Apesar do sinal verde dado pelo Supremo Tribunal Federal (STF) aos estados e municípios, na última terça-feira, para que possam comprar vacinas contra a covid-19, não há consenso entre os estados se a obtenção de medicamentos, paralelamente ao Ministério da Saúde, é a melhor solução para acelerar a campanha de imunização. O tema foi debatido, ontem, na reunião do Conselho Nacional dos Secretários de Saúde (Conass), cujos integrantes divergem sobre a abertura de uma possível corrida entre os estados.
“Há quem defenda que qualquer compra seja entregue ao PNI (Programa Nacional de Imunização) para partilha igualitária entre os estados. Mas isso está longe de ser um consenso e acende a polêmica de que estados mais ricos saiam na frente, gerando iniquidade e comprometendo uma estratégia, que é coletiva”, explicou ao Correio o presidente do Conass, Carlos Lula. Mas ele admite que é necessário, realmente, fazer algo para aliviar a pressão da população que começa a se formar pela vacinação. Isso porque, conforme enfatizou, o ministério tem sido lento no fechamento de contratos de fornecimento dos fármacos. “O ideal e necessário era que o governo federal realizasse seu papel. Tendo em vista que a entrega ocorre a conta-gotas, e o Planalto não aceita os termos das farmacêuticas, não há razão para colocar mais empecilhos para as compras por parte dos estados e municípios”, disse.
Mas, mesmo assim, há estados que se articulam para não dependerem dos repasses do ministério. Como São Paulo, que reafirmou que comprará 20 milhões de doses extras da CoronaVac a fim de atender os paulistas e que ignorará condições do governo federal para que entregue todas as doses a serem produzidas. O governador João Doria disse que o Butantan continuará a suprir as novas demandas do governo federal, mas atenderá os estados que quiserem fechar contratos de fornecimento com o instituto.
Além de São Paulo, o governo do Pará anunciou, ontem, a importação de 3 milhões de doses de vacinas de laboratórios que tenham aval da Agência Nacional de Vigilância Sanitária (Anvisa). Outro estado que se mobiliza é Goias. O governador Ronaldo Caiado informou pelas redes sociais que deu início à negociação com laboratórios.
Menos barreiras
Enquanto os estados se articulam, alheio a isso o ministro da Saúde, Eduardo Pazuello, indicou que aguarda a flexibilização de leis para poder obter a vacina produzida pela Pfizer/BioNTech e com a Janssen. “Nós estamos negociando com os laboratórios, basicamente os americanos, já há seis meses, e essas negociações implicam em discussões das cláusulas exigidas. Nós temos sido muito duros e eles têm sido mais duros do que a gente. Eles não afrouxam uma vírgula”, informou, durante a viagem que fez, ontem, ao Acre — que vem sofrendo com enchentes e com uma epidemia de dengue, que se soma à pandemia da covid-19.
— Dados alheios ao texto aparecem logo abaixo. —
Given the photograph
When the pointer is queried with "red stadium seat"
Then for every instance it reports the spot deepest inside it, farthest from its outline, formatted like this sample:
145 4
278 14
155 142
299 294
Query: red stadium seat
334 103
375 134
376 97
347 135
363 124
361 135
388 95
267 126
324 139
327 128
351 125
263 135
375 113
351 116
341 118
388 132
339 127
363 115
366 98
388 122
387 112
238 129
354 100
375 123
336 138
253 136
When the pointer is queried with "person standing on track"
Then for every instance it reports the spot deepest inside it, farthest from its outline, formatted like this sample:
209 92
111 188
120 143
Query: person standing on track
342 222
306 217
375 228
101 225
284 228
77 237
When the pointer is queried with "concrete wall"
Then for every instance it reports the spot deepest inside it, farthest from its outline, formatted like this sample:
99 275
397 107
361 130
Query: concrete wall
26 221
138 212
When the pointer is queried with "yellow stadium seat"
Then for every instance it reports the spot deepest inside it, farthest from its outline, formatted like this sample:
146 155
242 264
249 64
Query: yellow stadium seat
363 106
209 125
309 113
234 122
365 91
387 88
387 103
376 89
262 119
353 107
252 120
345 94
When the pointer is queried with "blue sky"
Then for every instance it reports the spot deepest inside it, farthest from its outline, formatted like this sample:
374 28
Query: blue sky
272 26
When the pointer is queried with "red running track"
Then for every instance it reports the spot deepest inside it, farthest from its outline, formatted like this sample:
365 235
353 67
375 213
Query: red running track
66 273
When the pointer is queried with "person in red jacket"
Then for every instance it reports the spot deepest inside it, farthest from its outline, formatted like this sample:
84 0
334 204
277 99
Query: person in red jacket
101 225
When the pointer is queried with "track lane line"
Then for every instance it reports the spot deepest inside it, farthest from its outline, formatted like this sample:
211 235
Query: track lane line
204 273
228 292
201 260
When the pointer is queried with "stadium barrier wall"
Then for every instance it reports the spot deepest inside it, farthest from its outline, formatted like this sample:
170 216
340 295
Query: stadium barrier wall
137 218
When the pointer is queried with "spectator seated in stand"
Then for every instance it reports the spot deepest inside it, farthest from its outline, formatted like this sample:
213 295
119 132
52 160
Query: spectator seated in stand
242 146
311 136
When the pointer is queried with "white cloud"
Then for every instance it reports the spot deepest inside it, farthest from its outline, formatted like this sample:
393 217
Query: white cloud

Em outra frente, o Senado aprovou, ontem, o projeto que tem o objetivo de facilitar a aquisição de vacinas contra a covid-19 pelos governos federal, estaduais e municipais. O texto, de autoria do presidente do Senado, Rodrigo Pacheco (DEM-MG), destaca que, enquanto durar a crise sanitária, os três níveis de governo estão autorizados a obter imunizantes e a assumir riscos relacionados a eventuais efeitos adversos pós-vacinação — desde que a Anvisa tenha concedido registro ou autorização temporária de uso emergencial dos fármacos.
Além disso, União, estados e municípios poderão constituir garantias ou contratar seguros para a cobertura dos eventuais efeitos adversos. O texto, que agora vai para análise da Câmara, não fala de vacinas específicas, mas viabiliza a compra dos imunizantes da Pfizer e da Janssen.
Mortes perto de 250 mil
O Brasil chegou, ontem, próximo dos 250 mil mortos pela covid-19. Segundo os números divulgados pelo Ministério da Saúde, são 249.975 óbitos e, somente nas últimas 24h, o país registrou mais 1.428 vidas perdidas. Os casos acumulados da doença são 10.324.463 — e entre terça-feira e ontem somaram-se 66.588 novos registros.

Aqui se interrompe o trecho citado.